Potential therapeutic benefit of Low Dose Naltrexone in [ME/CFS]: Role of Transient Receptor Potential Melastatin 3 ion channels, 2021, Cabanas et al

Full title: Potential therapeutic benefit of Low Dose Naltrexone in Myalgic Encephalomyelitis/Chronic Fatigue Syndrome: Role of Transient Receptor Potential Melastatin 3 ion channels in pathophysiology and treatment

Myalgic Encephalomyelitis/Chronic Fatigue Syndrome (ME/CFS) is a debilitating multi-systemic chronic illness of unknown aetiology classified as an immune dysfunction syndrome and neurological disorder. The discovery of the widely expressed Transient Receptor Potential Melastatin 3 (TRPM3) as a nociceptor channel substantially targeted by certain opioid receptors, and its implication in calcium (Ca2+)-dependent Natural Killer (NK) cell immune functions has raised the possibility that TRPM3 may be pharmacologically targeted to treat characteristic symptoms of ME/CFS. Naltrexone hydrochloride (NTX) acts as an antagonist to the mu (μ)-opioid receptor thus negating its inhibitory function on TRPM3. Based on the benefits reported by patients on their symptoms, low dose NTX (LDN, 3.0–5.0 mg/day) treatment seems to offer some potential suggesting that its effect may be targeted towards the pathomechanism of ME/CFS.

As there is no literature confirming the efficacy of LDN for ME/CFS patients in vitro, this study investigates the potential therapeutic effect of LDN in ME/CFS patients. Whole-cell patch-clamp technique was used to measure TRPM3 ion channel activity after modulation with Pregnenolone sulfate (PregS) and ononetin in NK cells on 9 ME/CFS patients taking LDN and 9 age- and sex-matched healthy controls.

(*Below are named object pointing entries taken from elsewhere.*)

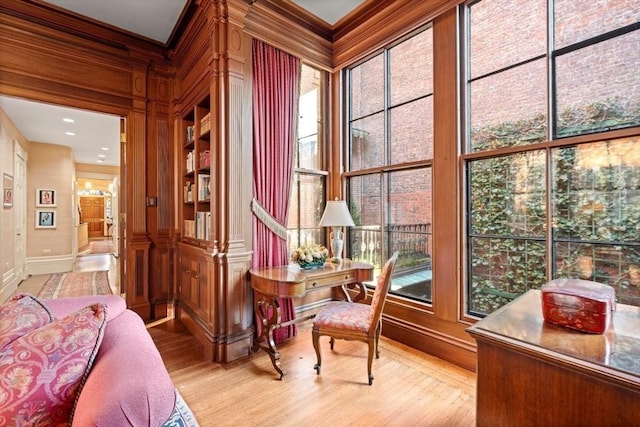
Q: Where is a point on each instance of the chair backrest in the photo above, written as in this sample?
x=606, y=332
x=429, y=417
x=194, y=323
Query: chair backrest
x=382, y=288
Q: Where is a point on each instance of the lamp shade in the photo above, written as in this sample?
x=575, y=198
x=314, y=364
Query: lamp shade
x=336, y=214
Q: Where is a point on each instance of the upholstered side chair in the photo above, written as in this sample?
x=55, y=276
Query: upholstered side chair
x=355, y=321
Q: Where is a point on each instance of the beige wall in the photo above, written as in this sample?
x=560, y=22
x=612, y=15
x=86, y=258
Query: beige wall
x=8, y=134
x=51, y=167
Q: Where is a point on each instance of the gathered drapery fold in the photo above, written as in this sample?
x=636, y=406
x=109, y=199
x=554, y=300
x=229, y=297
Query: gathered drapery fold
x=276, y=82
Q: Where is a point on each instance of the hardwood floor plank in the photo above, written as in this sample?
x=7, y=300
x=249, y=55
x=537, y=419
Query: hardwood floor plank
x=410, y=388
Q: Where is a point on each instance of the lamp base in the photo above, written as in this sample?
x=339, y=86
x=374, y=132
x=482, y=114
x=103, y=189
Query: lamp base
x=336, y=246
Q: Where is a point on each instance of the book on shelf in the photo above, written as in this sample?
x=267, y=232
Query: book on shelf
x=205, y=159
x=189, y=228
x=204, y=190
x=191, y=161
x=205, y=123
x=188, y=192
x=190, y=133
x=203, y=225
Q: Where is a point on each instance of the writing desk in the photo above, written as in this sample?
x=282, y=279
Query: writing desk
x=287, y=281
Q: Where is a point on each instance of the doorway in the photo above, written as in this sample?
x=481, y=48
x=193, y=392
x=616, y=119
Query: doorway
x=92, y=213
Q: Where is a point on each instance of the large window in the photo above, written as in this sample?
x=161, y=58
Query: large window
x=549, y=194
x=308, y=189
x=389, y=173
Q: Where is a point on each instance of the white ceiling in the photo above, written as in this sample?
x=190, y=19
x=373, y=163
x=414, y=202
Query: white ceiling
x=40, y=122
x=152, y=19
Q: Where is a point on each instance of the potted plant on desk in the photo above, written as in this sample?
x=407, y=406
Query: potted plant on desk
x=310, y=256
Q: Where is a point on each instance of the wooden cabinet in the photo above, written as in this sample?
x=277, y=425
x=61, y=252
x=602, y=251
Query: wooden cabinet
x=196, y=287
x=213, y=161
x=532, y=373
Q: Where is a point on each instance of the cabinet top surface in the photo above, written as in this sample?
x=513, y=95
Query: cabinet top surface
x=521, y=323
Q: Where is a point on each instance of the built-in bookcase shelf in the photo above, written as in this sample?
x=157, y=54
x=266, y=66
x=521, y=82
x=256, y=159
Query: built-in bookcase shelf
x=196, y=176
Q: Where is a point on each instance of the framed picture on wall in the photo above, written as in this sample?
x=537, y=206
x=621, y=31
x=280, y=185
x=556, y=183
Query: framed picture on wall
x=45, y=219
x=45, y=197
x=7, y=187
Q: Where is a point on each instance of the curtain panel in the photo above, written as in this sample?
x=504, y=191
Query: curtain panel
x=276, y=86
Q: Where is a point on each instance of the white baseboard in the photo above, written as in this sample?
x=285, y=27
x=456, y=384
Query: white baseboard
x=50, y=264
x=9, y=285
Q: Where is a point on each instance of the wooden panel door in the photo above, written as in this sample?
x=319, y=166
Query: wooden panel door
x=93, y=214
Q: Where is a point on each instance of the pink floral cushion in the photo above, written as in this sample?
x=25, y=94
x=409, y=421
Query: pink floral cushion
x=21, y=314
x=344, y=315
x=42, y=372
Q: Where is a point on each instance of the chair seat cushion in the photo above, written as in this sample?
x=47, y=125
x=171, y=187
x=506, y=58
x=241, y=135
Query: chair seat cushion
x=344, y=315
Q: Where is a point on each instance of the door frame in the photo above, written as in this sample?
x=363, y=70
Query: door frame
x=20, y=160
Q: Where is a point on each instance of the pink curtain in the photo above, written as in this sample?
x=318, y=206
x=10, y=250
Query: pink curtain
x=276, y=81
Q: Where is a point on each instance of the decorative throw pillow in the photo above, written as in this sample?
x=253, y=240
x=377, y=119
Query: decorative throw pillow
x=42, y=372
x=21, y=314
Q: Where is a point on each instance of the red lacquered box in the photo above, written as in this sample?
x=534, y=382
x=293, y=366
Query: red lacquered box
x=578, y=304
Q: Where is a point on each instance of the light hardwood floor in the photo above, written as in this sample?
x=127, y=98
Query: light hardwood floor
x=410, y=388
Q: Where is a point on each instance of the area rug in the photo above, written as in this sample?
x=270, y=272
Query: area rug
x=61, y=285
x=98, y=247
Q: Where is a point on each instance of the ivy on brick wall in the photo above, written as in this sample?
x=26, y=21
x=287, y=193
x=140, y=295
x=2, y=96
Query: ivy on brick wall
x=596, y=210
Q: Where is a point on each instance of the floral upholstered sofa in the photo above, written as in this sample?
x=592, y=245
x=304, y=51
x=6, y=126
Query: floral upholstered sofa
x=83, y=361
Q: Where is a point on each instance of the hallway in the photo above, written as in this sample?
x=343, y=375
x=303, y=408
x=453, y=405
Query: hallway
x=33, y=284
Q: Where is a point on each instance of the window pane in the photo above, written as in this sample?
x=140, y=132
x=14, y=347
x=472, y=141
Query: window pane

We report that ME/CFS patients taking LDN have restored TRPM3-like ionic currents in NK cells. Application of PregS enabled the measurement of small ionic currents with a typical TRPM3-like outward rectification in NK cells from patients taking LDN. Additionally, PregS-evoked ionic currents through TRPM3 were significantly modulated by ononetin in NK cells from ME/CFS patients taking LDN. These data support the hypothesis that LDN may have potential as a treatment for ME/CFS by characterising the underlying regulatory mechanisms of LDN treatment involving TRPM3 and opioid receptors in NK cells. Finally, this study may serve for the repurpose of marketed drugs, as well as support the approval of prospective randomized clinical studies on the role and dose of NTX in treating ME/CFS patients.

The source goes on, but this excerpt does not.